I would love to hear how you’ve handled traveling to spend Christmas with family.
- Do you do Christmas morning with extended family? Is it a great experience?
- What advice would you give to others in similar situations?
Next in the series:
Day 20: Can You Give Gifts from the Thrift Store?
Cindi says
When we were young marrieds we did the exhausting round of seeing family on Christmas (three households), but after a few years we opted out. We stressed that we wanted to visit with family at a less hectic time (Christmas dinner with 30 people is not the time to have good conversation or catch up with what we’ve all been doing.) I know my husband’s mother in particular wasn’t happy about us not coming to the huge get-together she had every Christmas day (which included neighbors and her co-workers and a lot of other people.) But we kept stressing that we wanted to spend time with her and my husband’s dad, at a time when she could sit down and relax. We’d take them out to dinner and spend time with them and my husband’s sister and her children — it was much more relaxing than the big family do.
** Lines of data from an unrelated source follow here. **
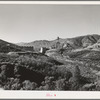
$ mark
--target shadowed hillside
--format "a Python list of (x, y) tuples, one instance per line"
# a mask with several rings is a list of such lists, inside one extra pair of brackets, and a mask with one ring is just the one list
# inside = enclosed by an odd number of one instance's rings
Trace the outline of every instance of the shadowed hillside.
[(22, 51), (21, 47), (13, 43), (6, 42), (0, 39), (0, 52), (7, 53), (12, 51)]

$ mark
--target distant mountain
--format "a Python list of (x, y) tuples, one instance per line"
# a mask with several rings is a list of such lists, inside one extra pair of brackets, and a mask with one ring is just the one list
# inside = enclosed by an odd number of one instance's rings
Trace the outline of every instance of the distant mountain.
[(21, 47), (0, 39), (0, 52), (21, 51)]
[(17, 45), (19, 45), (19, 46), (24, 46), (24, 44), (26, 44), (26, 43), (24, 43), (24, 42), (19, 42), (19, 43), (16, 43)]
[[(69, 43), (73, 48), (81, 48), (81, 47), (87, 47), (90, 45), (93, 45), (97, 43), (100, 39), (100, 35), (93, 34), (93, 35), (86, 35), (86, 36), (79, 36), (79, 37), (74, 37), (74, 38), (65, 38), (59, 39), (59, 42), (61, 44), (67, 44)], [(48, 40), (38, 40), (38, 41), (33, 41), (29, 43), (17, 43), (18, 46), (34, 46), (35, 48), (40, 48), (40, 47), (51, 47), (54, 44), (57, 43), (57, 39), (48, 41)]]
[(40, 47), (50, 47), (52, 45), (52, 41), (48, 40), (36, 40), (33, 42), (29, 43), (17, 43), (18, 46), (34, 46), (35, 48), (40, 48)]

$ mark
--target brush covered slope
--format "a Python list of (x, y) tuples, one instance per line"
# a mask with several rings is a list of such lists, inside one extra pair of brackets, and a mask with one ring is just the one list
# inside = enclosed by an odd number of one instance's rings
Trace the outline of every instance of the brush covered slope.
[(18, 45), (15, 45), (13, 43), (6, 42), (4, 40), (0, 39), (0, 52), (3, 53), (8, 53), (8, 52), (13, 52), (13, 51), (22, 51), (21, 47)]
[[(99, 40), (99, 35), (60, 38), (61, 44), (69, 43), (72, 48), (56, 48), (45, 54), (1, 53), (0, 87), (4, 90), (100, 91), (100, 51), (94, 46), (99, 45)], [(43, 40), (31, 45), (49, 47), (56, 42)]]

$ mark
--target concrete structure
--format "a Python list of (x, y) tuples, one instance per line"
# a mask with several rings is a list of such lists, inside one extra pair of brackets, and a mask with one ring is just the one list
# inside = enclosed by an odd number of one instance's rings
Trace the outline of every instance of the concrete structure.
[(40, 53), (45, 54), (47, 50), (49, 50), (49, 49), (46, 48), (46, 47), (41, 47), (40, 48)]
[(21, 46), (21, 48), (25, 51), (34, 51), (34, 47), (33, 46)]

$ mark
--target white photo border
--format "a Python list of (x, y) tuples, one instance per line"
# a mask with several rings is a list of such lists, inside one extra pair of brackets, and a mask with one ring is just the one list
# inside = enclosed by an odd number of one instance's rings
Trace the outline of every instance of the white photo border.
[[(0, 1), (1, 4), (100, 5), (100, 1)], [(0, 99), (100, 99), (100, 92), (0, 90)]]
And we enjoyed our quiet Christmas at home.
Charlyn says
This year, the other grandma and I decided that we would give the 3 grandkids joint gifts. Instead of trying to out do each other, we combined forces and got each child a bigger gift of what they really wanted. Instead of a lot of smaller things.
Stephanie says
What a great idea Charlyn! Way to work together!
Jenn says
We are blessed to have both sets of grandparents living nearby. We go to my in-laws for Christmas Eve brunch and my moms on Christmas Eve evening. It’s an exhausting but wonderful day of family celebrations. We spend Christmas Day at home. We open presents, make cinnamon rolls, and lounge around eating all of the Christmas foods we packed up from both celebrations playing our new family game we get every year for Christmas and watching Christmas movies. Due to Covid, we aren’t meeting as a large Christmas Eve gathering and I’m really going to miss it. Hoping we can all get together safely for Easter instead.
Stephanie says
That’s great that you have family close! Those sound like great traditions! Yes, hopefully covid will be under control by Easter!!
Becca says
We decided to say no to the big family gathering when our oldest child (now 13) was 16 months old. That year was torturous. My mother in law, who normally never loses her temper, called up my husband and yelled at him that I was ruining Christmas for everyone. The family gossip mill went into overdrive; and by the end of the holiday, relationships were fractured beyond repair. The next several years were really no better. From October until Christmas Eve, we could count on phone calls and emails, guilt trips and arguments. It took about five years before they finally accepted our decision.
Nevertheless, we persisted . . . And while I would never wish to go back and relive those years of angry phone calls, guilt trip tinged emails, the claims that “this is probably your father’s last Christmas,” “you’re breaking your mother’s heart,” “your sister says her husband is going to make them move to Malaysia and it’s all your fault,” I’m proud of us for not backing down. In our case, we did what we did to protect our children. It wasn’t pretty; it wasn’t pleasant; but the alternative was worse.
Linda, I absolutely love your idea about exchanging family photos with your siblings for Christmas. You’re pretty much brilliant.
Linda says
As a child we traveled to both grandparents homes on Christmas. When I got married my husband and I decided that Christmas for our family would be at home. We would enjoy dinner on the day at one of the grandparents homes. One year we would go to one for Thanksgiving and the other for Christmas. We had both sets within 15 minutes of our home. With sibling families we set a date for a family get together to enjoy visiting, we usually a game party. My sibling families and I came to a decision that our children have plenty of toys and stuff and so we exchange family pictures at Christmas.